Megha Majumdar's new novel fulfills debut's promise
‘A Guardian and a Thief’ is a novel set in near-future, famine-stricken Kolkata that forces readers to question their own moral principles in times of crisis
The critics got it wrong. Many of the world’s leading literary commentators hailed Megha Majumdar’s debut A Burning (2020) as a propulsive thriller, a “brief, brave novel", as James Wood called it in The New Yorker. While A Burning has memorable characters such as Jivan, a young Muslim woman living in modern-day India with big dreams, who is shattered by an evil system, it often falters in voice and pace, and did seem like it was written for a non-Indian readership. But it is in her new novel, A Guardian and a Thief, that Majumdar comes into her own. It truly deserves all the hosannas she received from critics for her first, as it upends easy notions of right and wrong. It is one of the finest novels of the year, because it does a complex thing and it does it well—it shows us how we are all guardians, and we are all thieves.
In a 2020 interview, Majumdar, who worked as an editor for Catapult, said that when she read the drafts of her debut, she was always aware of moments when her attention would slip and she’d be tempted to pick up her phone to scroll, adding, “that feeling of boredom is devastating to a writer." To fine-tune her first novel, Majumdar (who was born and brought up in India, and has spent nearly two decades in the US) tried to tighten the slack. It is perhaps that fear that ensures that A Guardian and a Thief seldom flags in pace or vitality. Boring, this novel is not.
Set over the course of a week in Kolkata, in a “ruined year", it tells the story of Ma, Dadu and Misthi. To escape a Kolkata verging on famine, skewered by heat, where fresh food is scarce and seaweed aplenty, the family must leave for the US. Ma’s husband has secured “climate visas" for his family of three to ensure their safe passage to Ann Arbor. He is unable to return to India to fetch them, and they must make their way out before the airways shut. Their plans of escape are dashed when their passports are stolen by Boomba, a young man down and out on his luck, who was a resident of the shelter where Ma used to work as a manager.
While this is the basic outline of the plot, Majumdar creates a novel with the pace of a thriller, and the heart of a psalm. A Guardian and a Thief is an ode to love; between husband and wife, grandfather and granddaughter, elder brother and kid brother, children and parents, father and child, mother and child. It is a love that surpasses all others, a love that will snitch an orange from a hapless child and stow it for one’s grandchild. It is a love that questions moral principles, forcing the reader to ask what she would do in a similar crisis.
Majumdar’s skill lies in the authenticity of each of her characters, her acute observations and needle-sharp prose. In A Burning, while some of her characters rang true, others like Lovely the hijra spoke in a cadence that seldom seemed believable. In A Guardian and a Thief, the reader’s heart goes out to Ma (desperately trying to care for her family against all odds), Misthi (a two-year-old who is all misheard words and emotions), Boomba (struggling to make a life for himself and his family back in a drowning village) and Dadu (afraid of losing the only life he knows, but also aware that he must).

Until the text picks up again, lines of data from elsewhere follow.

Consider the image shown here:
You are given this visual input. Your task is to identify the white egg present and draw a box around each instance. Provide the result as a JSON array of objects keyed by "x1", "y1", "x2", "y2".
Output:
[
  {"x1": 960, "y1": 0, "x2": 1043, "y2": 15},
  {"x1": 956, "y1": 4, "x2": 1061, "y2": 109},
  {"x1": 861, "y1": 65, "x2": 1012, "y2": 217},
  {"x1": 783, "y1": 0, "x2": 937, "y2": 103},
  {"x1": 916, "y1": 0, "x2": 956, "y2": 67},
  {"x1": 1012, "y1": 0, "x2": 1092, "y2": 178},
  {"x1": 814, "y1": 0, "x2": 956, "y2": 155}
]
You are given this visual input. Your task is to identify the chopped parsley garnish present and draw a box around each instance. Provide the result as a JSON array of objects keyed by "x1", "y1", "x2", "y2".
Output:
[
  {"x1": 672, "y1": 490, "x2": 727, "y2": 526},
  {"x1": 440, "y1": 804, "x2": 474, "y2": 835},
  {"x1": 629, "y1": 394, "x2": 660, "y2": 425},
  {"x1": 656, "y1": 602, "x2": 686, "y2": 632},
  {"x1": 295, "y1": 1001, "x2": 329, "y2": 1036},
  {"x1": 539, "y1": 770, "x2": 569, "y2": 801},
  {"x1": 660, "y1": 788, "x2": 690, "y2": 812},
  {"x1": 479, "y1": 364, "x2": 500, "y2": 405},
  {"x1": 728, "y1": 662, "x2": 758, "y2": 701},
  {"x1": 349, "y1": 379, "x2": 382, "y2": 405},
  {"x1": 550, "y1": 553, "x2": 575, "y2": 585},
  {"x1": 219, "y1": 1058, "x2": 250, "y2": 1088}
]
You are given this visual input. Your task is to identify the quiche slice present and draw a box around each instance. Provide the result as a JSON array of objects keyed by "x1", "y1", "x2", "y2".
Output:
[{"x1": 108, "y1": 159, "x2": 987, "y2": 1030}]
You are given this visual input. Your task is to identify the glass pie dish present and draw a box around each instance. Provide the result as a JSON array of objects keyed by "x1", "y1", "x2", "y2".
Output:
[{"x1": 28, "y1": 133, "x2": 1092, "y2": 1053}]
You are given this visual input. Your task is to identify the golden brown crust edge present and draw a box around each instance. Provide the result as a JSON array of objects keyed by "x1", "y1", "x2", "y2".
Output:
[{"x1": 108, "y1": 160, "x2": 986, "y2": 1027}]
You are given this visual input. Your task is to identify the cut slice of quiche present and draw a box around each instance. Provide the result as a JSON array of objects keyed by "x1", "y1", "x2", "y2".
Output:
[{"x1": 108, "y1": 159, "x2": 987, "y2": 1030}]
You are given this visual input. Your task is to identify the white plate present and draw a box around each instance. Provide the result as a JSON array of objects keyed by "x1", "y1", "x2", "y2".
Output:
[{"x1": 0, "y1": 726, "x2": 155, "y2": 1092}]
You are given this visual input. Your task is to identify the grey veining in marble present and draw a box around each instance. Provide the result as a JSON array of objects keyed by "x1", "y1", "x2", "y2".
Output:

The relationship between person and city comes out especially poignantly through Dadu. As Majumdar writes, “This was the city he believed in, the city in which knowing somebody once was knowing them forever." A city is not just a location, it is a web of dependencies, from one’s neighbour to one’s rickshaw-wallah. During hardship these relationships are only magnified. Just like the characters in the novel, the city too is thief and guardian. It robs people like Boomba of his dreams, but also provides unexpected refuge.
To list the many ways in which Ma, Dadu and Boomba are both guardian and thief would be to give too much of the novel away. Suffice to say, pick up the novel to find out more.
While reading Majumdar’s novel one is reminded of Paul Lynch’s Prophet Song. Like the Irish author’s Booker Prize-winning novel, A Guardian and a Thief pivots around the theme of a mother’s desperation to protect her family during a harrowing situation. Like Prophet Song, this novel too seems set in a future that is unnervingly familiar, and winds towards a devastating end, rattling the reader.
It is perhaps emblematic of the times that the most meaningful contemporary novels are those which deal with a burning planet, the movement of people and the human perseverance for hope. As Ma thinks to herself, “Hope for the future was no shy bloom but a blood-maddened creature, fanged and toothed, with its own knowledge of history’s hostilities and the cages of the present. Hope wasn’t soft or tender. It was mean. It snarled. It fought."
Nandini Nair is associate director, New India Foundation, and a literary journalist.